Substitution

By Olof Sisask (P3033) on Thursday, April 26, 2001 - 05:44 pm :

Hi,

I was just wondering about integration by substitution: if you for example say 'let

x = \cos θ

' - isn't that imposing a limit on

x

, i.e. it'll always be between -1 and 1? Is it alright to do that if you substitute back in the end?
Thanks,
Olof

By Anonymous on Friday, April 27, 2001 - 08:21 pm :

Hmmm... I suppose if you're integrating between -1 and 1 you haven't got a problem anyway. Otherwise... you don't need a limit on

x

, do you, you just need

θ

to be a complex number and then

x

can take any value you like... but can you integrate complex things?

By Olof Sisask (P3033) on Saturday, April 28, 2001 - 11:24 pm :

I'm not sure how integration in the complex plane works?

By Anonymous on Sunday, April 29, 2001 - 06:47 pm :

Neither am I... that's why I left it as a question...

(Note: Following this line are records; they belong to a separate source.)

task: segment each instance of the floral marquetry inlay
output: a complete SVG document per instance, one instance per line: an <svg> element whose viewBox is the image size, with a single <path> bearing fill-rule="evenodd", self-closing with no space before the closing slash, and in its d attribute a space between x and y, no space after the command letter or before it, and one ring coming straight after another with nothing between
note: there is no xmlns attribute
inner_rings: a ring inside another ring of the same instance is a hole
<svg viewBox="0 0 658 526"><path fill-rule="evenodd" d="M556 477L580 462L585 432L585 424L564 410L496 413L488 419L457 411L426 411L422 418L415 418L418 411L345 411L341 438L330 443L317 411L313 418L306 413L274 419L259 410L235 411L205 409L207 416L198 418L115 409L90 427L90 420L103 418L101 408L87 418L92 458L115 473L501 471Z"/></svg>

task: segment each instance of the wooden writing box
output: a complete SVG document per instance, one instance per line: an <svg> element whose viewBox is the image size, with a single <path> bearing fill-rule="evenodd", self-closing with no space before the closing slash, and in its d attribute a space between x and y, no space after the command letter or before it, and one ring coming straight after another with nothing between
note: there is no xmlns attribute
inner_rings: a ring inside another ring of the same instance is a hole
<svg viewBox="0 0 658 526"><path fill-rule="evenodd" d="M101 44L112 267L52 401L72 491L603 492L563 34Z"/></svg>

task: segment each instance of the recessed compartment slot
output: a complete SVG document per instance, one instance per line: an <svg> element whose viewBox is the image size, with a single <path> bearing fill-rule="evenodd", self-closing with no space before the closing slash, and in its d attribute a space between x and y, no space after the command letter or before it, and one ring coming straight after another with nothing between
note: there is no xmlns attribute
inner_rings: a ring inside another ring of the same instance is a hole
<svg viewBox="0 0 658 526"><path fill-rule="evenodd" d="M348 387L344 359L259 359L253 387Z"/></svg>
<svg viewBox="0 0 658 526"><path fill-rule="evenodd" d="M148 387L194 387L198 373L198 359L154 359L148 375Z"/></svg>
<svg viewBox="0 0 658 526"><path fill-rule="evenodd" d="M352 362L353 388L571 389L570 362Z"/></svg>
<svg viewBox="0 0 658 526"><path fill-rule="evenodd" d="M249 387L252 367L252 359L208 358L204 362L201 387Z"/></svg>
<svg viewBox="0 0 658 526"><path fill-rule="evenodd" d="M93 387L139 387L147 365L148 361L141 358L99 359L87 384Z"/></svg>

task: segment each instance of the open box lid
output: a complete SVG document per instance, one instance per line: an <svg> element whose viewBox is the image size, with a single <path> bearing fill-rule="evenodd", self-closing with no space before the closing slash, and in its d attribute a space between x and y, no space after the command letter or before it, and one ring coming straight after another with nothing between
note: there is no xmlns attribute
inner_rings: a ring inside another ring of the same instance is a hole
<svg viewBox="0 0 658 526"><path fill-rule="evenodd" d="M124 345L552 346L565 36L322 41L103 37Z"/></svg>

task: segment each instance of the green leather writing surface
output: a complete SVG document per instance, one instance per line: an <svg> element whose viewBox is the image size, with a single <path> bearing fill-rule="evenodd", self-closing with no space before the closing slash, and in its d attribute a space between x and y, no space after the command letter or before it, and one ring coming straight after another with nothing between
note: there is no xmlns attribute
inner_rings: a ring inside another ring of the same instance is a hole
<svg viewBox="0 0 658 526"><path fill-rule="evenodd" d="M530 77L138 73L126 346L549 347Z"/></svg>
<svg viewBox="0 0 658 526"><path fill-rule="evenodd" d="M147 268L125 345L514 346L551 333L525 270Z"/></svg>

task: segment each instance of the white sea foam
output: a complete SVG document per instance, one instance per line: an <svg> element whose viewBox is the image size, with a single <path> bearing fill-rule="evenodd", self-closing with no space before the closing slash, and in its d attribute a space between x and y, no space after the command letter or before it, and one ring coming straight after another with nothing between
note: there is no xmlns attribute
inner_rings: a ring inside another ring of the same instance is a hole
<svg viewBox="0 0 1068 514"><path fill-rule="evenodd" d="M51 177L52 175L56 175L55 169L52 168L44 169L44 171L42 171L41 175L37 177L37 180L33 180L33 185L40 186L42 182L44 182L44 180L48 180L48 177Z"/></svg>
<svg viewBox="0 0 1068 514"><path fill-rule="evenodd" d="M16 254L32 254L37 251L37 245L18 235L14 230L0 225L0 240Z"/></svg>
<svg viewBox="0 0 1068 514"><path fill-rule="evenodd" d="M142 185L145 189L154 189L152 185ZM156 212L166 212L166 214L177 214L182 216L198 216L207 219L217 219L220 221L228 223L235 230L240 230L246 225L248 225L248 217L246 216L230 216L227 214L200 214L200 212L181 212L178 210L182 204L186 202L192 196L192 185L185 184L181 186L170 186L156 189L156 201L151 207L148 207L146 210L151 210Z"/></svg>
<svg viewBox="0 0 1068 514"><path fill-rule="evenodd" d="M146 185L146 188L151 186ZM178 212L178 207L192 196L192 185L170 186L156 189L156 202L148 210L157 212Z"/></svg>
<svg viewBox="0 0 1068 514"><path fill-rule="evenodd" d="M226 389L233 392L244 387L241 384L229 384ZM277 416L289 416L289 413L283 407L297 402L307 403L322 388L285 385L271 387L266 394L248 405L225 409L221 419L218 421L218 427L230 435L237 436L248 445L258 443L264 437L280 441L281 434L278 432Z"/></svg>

By Olof Sisask (P3033) on Sunday, April 29, 2001 - 10:10 pm :

Wasn't sure if you meant "can you" as in 'can I' or "can you" as in 'can one'. Anyone have any ideas?

/Olof

By Anonymous on Sunday, April 29, 2001 - 10:27 pm :

Complex integration is an interesting and extremely attractive part of mathematics.

Roughly speaking we generalise integration along the real line, to integrating around paths in the complex plane. It is not to difficult to explain and I am willing to go further if you are interested.

Integration by subsitution - change of variable - rescales the integral along the path of integration in the hope that the new integral will be easier to evaluate.

By Olof Sisask (P3033) on Sunday, April 29, 2001 - 10:40 pm :

I'd be very interested in hearing about complex integration Anon!

About integration by substitution - I understand the principle, but I'm not sure about the justification. When you say that, for example,

x = \cos θ

, then aren't you imposing a limit on

x

? I can see that if you adjust the limits of the integral then this would be fine, but what's the justification behind this when you're dealing with periodic functions like sin and cos? It's probably one of those things where if I sat down and thought about it for a while, it'd make sense.
Thanks,
Olof

By Anonymous on Sunday, April 29, 2001 - 11:33 pm :

You're right to be sceptical, proof of the change of variable formula has to be done rigorously using the axioms of the real numbers and such like.

You're correct to observe that x=cos(theta) restricts the range of values of x - as you say we can only do a substitution if the substituted expression can take all the values it needs to. Also a change of variable function must be a one to one correspondence.

By Olof Sisask (P3033) on Sunday, April 29, 2001 - 11:50 pm :

Ah that's what I was looking for, cheers Anon.